2)"It's barely half an inch across".
Irrelevant. Size isn't everything. If an arachnophobic can see the familiar 'blob with eight legs' outline, it will be sufficient to trigger a response.
3)"Have you ever considered aversion therapy?" (Usually followed up by explanation of how this would involve looking at pictures, examining caged beasts & eventually letting tarantulas sit on my arm)
No! I don't want to get up close & personal with spiders. Ever. I don't want them to come in my house. If there's a scheme anywhere for how to achieve that, I might be tempted to kick in my course fees.
4)"It's ok, Babe, it's nearly dead".
'Nearly dead' is not 'Actually dead'. There is a subtle biological difference. 'Actually dead' is still pretty scary & needs removing pronto. 'Nearly dead' is NOT DEAD AT ALL. It's toying with you, waiting for you to get brave, then waving a leg or resurrecting itself more fully & charging your chair. A variant of this Thing Never To Say To An Arachnophobic is "It's that time of year, they're just coming indoors to die". Look, we have a decent-sized shed, a 130 foot garden & other perfectly good houses as alternative arachnid death sites on either side of us. There is no need for their end of life histrionics here.
5)"Have you seen those long-handled spider-catching gizmos?"
Yes. Of course I've seen them, but like all other arachnophobics, I know that no handle the manufacturer could realistically use could EVER be long enough to put the required distance between myself & the beast. I mean, some of these things are barely the length of a standard ruler. That's 30 cms if it's a long time since your maths days. I would need a pole of at least 4m, forged from some naturally spider-repellant material to prevent unwanted charging in my direction. That level of thought is never going to go into a product of this nature, found as it usually is alongside automatic banana slicers, single gigantic heated slippers & battery-operated ear wax removers.
6)"But you have a cat. Does he not eat spiders?"
<Sighs>. I can't tell you how many people have told me that their cat aces the full spider tracking, catching & dispatchng service. If such felines exist, I have unfortunately never had the pleasure of owning one of them. The trouble with cats is that they SOMETIMES catch spiders & they SOMETIMES eat them. Mostly they do neither of these things properly. They mangle the beast to the degree that something has to be done about it before leaving it somewhere disturbingly visible or if they do dispatch it, ensure that the gory remains are left in as creative a spot as possible. Albert Whiskers has recently enjoyed splatting a large example to the stair wall, mashing it into the wallpaper as efficiently as possible so as to hinder removal attempts by my Rescuer from Such Things. So, if you have a cat which will deal properly with spiders, I can only envy you.

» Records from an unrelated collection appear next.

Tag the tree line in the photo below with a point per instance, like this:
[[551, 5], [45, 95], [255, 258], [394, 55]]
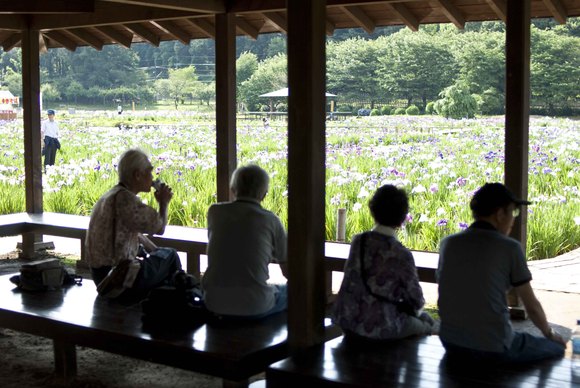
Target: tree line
[[442, 69]]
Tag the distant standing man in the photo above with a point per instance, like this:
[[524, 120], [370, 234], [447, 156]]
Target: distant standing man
[[49, 134], [243, 239], [476, 268]]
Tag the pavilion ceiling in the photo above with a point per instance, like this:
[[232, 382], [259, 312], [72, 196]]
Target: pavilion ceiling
[[95, 23]]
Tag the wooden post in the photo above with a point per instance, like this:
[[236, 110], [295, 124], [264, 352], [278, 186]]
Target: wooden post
[[517, 117], [225, 47], [306, 171], [31, 124]]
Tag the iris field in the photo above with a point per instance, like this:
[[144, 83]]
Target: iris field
[[439, 162]]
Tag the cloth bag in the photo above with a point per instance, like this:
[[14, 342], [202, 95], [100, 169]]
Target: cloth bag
[[120, 277], [43, 275]]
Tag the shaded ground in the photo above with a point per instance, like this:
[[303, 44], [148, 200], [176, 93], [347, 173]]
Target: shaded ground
[[28, 361]]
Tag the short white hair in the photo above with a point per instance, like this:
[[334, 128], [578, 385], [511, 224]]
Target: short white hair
[[131, 161], [250, 181]]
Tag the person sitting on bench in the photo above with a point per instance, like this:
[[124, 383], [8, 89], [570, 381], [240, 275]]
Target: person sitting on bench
[[476, 268], [117, 224], [380, 297], [243, 239]]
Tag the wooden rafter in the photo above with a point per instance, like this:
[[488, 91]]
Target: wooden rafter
[[451, 12], [277, 21], [557, 9], [12, 41], [116, 35], [144, 33], [405, 15], [37, 7], [206, 6], [360, 18], [61, 39], [87, 37], [499, 7], [330, 27], [174, 30], [246, 28], [204, 26], [112, 14]]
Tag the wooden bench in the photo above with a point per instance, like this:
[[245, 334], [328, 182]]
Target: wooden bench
[[76, 316], [192, 241], [416, 362]]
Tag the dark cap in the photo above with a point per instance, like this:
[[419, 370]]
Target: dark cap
[[493, 196]]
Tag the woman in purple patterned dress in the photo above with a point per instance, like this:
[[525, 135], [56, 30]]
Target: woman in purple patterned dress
[[380, 296]]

As with everything involving Albert Whiskers, Tummy-Time tends to kick in before any non food-related task is completed.
So while these are beautiful & a harbinger of frosty mornings to come, they also signal for me a scary season of checking shoes & boots every time I put them on, peering nervously in the bath first thing each morning & jumping out of my skin every time I see a piece of black thread on the floor. Thank goodness I share my life with someone who is able to tackle even the freakiest monsters, or I should be a sorry mess indeed at this time of year!

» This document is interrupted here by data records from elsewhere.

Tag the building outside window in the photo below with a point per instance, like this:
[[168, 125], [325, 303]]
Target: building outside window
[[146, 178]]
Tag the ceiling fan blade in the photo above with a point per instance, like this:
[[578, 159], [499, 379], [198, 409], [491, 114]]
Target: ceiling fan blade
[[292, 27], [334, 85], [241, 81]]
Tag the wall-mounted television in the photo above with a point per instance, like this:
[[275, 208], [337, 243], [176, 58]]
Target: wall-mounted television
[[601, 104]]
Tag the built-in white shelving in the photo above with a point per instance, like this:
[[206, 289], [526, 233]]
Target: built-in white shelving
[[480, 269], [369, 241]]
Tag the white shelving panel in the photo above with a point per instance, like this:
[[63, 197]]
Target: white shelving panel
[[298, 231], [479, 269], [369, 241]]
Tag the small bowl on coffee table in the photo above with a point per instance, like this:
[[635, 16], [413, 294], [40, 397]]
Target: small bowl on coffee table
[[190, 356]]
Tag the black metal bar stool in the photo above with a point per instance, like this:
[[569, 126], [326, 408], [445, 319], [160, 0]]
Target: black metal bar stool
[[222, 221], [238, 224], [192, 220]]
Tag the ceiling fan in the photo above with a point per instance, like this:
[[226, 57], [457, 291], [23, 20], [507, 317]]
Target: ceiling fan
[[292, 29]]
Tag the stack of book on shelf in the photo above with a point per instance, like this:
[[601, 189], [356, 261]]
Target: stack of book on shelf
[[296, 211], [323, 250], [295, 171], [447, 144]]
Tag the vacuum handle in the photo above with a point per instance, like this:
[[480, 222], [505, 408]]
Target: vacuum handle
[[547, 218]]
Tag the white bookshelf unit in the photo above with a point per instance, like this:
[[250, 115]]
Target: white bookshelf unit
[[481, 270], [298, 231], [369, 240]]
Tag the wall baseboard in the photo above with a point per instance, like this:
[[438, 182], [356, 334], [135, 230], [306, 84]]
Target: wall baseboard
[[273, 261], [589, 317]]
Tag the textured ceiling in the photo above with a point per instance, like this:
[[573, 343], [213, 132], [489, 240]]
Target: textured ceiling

Hope everyone's enjoying the late September sunshine.
Till next time,
C x
Thanks for sharing and saying the unsayable. My wildlifey credentials disappear in an instant if there's a spider about. Fortunately, up here, there's precious few of those humongous ones that wait until you're settled down of an evening and then scurry theatrically across the lounge floor. Instead, we have (admittedly smaller) wood louse-hunting ones, that wander in on the trail of the bazillion wood lice that are still trying to figure out why we've moved into their home.
ReplyDeleteHave been finding little piles of dead woodlice under the conservatory stove & boot rack. I fear it can only mean one thing........& it's going to be a bigg'un :-O
DeleteI think number 1 is the worse, It certainly isn't I agree LOL Hope you don't meet too many more of the critters Cathy!